12. ***Show the SOC and the median annual salary of each SOC***<br>
The output should be unique SOC numbers and corresponding median salaries, _sorted by median salaries_

13a. Looking at the output of step 12, you can see the SOC of the top 2 median salaries.<br>
Using these 2 SOC, ***create a DataFrame of all rows that have the 2 SOC***<br>
Then ***print the new DataFrame*** (use Jupyter Notebook print)
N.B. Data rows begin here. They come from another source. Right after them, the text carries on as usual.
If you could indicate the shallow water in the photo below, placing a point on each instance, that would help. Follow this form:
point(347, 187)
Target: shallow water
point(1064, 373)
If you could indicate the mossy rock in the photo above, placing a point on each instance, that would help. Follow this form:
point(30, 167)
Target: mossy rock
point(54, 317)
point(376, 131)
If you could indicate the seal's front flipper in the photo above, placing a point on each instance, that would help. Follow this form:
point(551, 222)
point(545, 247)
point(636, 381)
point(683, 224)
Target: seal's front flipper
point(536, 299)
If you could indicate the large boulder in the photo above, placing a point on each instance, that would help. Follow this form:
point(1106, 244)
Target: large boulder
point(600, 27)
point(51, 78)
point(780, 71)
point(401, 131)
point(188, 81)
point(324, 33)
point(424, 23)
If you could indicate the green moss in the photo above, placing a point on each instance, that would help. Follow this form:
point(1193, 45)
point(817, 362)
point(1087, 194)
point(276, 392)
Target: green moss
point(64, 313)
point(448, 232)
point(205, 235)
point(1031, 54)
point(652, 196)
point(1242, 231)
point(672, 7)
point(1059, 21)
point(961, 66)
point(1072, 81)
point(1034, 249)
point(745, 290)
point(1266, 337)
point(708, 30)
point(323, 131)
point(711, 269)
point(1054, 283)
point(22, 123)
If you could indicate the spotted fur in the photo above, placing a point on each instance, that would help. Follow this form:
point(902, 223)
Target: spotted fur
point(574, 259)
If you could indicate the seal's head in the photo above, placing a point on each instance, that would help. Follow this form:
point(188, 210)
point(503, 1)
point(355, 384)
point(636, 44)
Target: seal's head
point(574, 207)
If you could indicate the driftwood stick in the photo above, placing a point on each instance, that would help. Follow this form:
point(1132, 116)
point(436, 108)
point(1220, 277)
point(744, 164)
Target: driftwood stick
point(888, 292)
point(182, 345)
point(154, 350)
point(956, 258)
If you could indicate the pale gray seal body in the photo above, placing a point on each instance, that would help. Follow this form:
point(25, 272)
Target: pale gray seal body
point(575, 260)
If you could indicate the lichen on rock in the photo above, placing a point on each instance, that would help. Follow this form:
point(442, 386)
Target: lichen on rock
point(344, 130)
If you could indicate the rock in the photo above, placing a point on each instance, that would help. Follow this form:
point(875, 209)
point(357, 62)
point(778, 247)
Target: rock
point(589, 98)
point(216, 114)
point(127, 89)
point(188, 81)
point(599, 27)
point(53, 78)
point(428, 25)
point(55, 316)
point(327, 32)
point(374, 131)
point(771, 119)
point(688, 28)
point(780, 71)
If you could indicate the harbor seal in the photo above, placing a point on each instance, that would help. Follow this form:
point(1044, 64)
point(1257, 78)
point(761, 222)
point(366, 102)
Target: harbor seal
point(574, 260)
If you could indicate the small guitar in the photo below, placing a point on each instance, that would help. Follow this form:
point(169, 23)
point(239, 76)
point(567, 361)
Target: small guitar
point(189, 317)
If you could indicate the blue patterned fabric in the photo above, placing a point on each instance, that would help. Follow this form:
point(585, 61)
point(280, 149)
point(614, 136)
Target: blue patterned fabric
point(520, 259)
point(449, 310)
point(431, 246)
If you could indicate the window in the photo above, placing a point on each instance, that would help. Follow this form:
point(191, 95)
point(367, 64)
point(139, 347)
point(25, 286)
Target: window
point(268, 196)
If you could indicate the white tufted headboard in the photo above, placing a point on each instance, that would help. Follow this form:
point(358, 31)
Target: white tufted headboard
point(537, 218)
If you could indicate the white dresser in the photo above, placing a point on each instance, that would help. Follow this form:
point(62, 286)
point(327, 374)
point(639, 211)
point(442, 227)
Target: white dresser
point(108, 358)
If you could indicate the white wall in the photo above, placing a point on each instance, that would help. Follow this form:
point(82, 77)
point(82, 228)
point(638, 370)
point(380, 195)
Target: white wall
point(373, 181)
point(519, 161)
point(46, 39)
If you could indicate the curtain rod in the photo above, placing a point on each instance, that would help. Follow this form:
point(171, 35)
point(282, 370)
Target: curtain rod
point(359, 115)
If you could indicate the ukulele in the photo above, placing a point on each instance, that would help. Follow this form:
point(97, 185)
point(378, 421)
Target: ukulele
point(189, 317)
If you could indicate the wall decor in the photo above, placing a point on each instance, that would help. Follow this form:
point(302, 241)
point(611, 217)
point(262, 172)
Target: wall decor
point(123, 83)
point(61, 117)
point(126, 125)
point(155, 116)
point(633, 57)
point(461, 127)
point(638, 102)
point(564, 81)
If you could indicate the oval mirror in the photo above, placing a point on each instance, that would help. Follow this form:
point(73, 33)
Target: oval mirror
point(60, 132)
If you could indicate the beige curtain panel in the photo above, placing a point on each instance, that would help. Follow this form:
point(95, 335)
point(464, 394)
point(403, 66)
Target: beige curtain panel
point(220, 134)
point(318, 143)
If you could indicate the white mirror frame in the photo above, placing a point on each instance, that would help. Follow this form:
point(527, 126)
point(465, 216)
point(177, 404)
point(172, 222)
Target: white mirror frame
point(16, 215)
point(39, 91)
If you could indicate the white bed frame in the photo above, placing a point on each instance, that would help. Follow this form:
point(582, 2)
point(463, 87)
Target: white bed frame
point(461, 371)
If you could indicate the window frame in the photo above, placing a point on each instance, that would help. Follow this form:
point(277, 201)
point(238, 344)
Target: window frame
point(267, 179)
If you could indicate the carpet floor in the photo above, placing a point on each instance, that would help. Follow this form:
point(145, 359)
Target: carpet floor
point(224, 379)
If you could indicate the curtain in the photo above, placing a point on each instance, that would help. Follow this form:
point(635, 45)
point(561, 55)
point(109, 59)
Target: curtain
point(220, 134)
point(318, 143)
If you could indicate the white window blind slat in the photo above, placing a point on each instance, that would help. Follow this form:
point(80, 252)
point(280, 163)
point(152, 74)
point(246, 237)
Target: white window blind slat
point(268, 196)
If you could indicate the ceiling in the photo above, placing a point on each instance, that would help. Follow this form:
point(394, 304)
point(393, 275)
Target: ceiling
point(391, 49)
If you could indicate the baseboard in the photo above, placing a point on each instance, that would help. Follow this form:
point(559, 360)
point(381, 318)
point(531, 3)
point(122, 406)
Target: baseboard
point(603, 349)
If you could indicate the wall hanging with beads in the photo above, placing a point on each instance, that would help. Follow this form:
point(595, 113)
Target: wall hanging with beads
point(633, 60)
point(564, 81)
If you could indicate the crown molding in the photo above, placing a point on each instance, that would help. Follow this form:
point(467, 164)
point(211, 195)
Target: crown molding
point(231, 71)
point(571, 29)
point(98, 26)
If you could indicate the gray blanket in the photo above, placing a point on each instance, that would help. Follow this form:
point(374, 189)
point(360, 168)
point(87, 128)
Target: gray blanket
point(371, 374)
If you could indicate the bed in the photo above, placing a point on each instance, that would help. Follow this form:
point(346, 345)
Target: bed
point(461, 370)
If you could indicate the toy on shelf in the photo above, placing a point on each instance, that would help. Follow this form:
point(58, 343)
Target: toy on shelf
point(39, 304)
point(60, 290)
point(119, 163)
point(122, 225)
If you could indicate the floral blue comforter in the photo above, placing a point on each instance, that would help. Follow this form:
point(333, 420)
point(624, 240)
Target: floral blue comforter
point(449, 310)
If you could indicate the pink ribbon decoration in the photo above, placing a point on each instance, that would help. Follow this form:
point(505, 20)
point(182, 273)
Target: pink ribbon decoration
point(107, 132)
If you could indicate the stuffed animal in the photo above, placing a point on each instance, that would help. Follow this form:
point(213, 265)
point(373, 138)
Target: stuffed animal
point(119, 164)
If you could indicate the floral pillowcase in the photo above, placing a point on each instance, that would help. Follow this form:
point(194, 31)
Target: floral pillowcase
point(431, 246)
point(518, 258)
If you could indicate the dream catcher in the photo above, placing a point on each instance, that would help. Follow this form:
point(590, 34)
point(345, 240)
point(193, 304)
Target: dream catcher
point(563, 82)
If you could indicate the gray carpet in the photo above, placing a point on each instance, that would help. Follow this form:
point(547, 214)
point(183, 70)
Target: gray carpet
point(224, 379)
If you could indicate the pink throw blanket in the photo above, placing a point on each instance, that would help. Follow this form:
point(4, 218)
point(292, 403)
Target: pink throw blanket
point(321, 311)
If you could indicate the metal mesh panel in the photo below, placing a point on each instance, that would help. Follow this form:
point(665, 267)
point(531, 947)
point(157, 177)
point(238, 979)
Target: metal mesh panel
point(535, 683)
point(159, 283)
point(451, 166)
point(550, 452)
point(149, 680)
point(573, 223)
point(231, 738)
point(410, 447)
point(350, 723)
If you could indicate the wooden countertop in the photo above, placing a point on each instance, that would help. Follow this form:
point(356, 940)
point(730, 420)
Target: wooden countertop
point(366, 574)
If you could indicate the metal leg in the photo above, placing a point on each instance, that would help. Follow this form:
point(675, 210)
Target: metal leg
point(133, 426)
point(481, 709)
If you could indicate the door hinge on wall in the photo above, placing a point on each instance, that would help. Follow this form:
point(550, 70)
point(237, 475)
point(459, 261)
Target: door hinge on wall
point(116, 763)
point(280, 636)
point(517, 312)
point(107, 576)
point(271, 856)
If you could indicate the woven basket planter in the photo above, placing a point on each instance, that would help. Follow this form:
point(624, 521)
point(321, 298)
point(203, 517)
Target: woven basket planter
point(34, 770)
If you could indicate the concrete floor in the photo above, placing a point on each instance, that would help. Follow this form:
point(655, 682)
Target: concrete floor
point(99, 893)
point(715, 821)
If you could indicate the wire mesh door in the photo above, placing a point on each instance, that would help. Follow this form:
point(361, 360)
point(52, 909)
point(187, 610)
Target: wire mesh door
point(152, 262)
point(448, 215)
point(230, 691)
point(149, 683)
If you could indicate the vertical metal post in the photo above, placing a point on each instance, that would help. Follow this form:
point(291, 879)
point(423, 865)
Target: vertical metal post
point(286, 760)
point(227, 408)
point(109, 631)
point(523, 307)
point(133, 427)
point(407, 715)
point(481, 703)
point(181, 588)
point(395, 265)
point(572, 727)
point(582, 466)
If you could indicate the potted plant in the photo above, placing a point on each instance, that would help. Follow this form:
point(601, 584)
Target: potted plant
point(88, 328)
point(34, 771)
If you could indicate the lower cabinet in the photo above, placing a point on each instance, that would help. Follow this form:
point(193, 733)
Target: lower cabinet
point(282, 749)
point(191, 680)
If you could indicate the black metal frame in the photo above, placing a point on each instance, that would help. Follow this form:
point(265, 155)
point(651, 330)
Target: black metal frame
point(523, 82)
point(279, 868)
13b. Working with the new DataFrame, ***remove all rows that have no annual salary and all rows with NaN***

14a. ***Select the 10 rows with the highest annual salary***<br>
Then ***print the title, education, and experience columns of these 10 rows***

14b. What do you observe about title, education level, and experience of these jobs?<br>
***Create a Raw NBConvert cell for your answer***

15. Now we find the jobs with the most expected job openings in 2021-2023.<br>
***Select the 10 rows with the highest job openings***<br>
Then ***print the title, job openings, annual salary, education, and experience columns of these 10 rows***

16. Now we look at jobs in the tech sector, which has SOC 15.<br>
***Create a DataFrame with rows that have SOC 15***, then ***print the DataFrame***

17. Create a plot with 2 subplots (use the <u>appropriate</u> type of plots): 
- Subplot 1: ***Plot the job title and the annual salary of each job***
- Subplot 2: ***Plot the job title and the job openings of each job***

The 2 subplots are lined up top and bottom (vertically)<br>
The salary and the job openings _must be sorted_ in the subplots<br>
The job titles are long, make sure you use a font size that's readable (and choosing the appropriate way to plot will make the job titles more readable)<br>
Adjust the size of the plot and the distance between the 2 subplots so there's no overlap

_Note that you need to create 1 plot with 2 subplots. Don't create 2 different plots_

Hopefully the analysis work you've done shows that you're already in or heading towards a promising career.